Complainant further asserted that no copy of such purported will was on file in the
archives division of the Records Management and Archives Office of the National
Commission for Culture and the Arts (NCCA).
ISSUE:
HELD:
Yes, thus Tambago violated the Notarial Law and the ethics of legal profession.
The law provides for certain formalities that must be followed in the execution of
wills.

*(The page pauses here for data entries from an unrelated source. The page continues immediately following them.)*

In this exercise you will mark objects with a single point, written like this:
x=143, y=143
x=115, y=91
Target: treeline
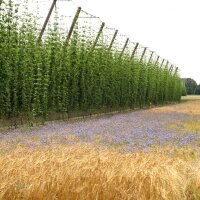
x=37, y=78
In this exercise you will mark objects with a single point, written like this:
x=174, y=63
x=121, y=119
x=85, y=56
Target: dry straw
x=84, y=173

The object of solemnities surrounding the execution of wills is to close the
door on bad faith and fraud, to avoid substitution of wills and testaments and to
guarantee their truth and authenticity.
A notarial will, as the contested will in this case, is required by law to be subscribed
at the end thereof by the testator himself. In addition, it should be attested and
subscribed by three or more credible witnesses in the presence of the testator and of
one another. The will in question was attested by only two witnesses. On this
circumstance alone, the will must be considered void. This is in consonance with
the rule that acts executed against the provisions of mandatory or prohibitory laws
shall be void, except when the law itself authorizes their validity. The Civil Code
likewise requires that a will must be acknowledged before a notary public by the
testator and the witnesses. An acknowledgment is the act of one who has executed a
deed in going before some competent officer or court and declaring it to be his act
or deed. It involves an extra step undertaken whereby the signatory actually
declares to the notary public that the same is his or her own free act and deed. The
acknowledgment in a notarial will has a two-fold purpose: (1) to safeguard the
testator’s wishes long after his demise and (2) to assure that his estate is
administered in the manner that he intends it to be done.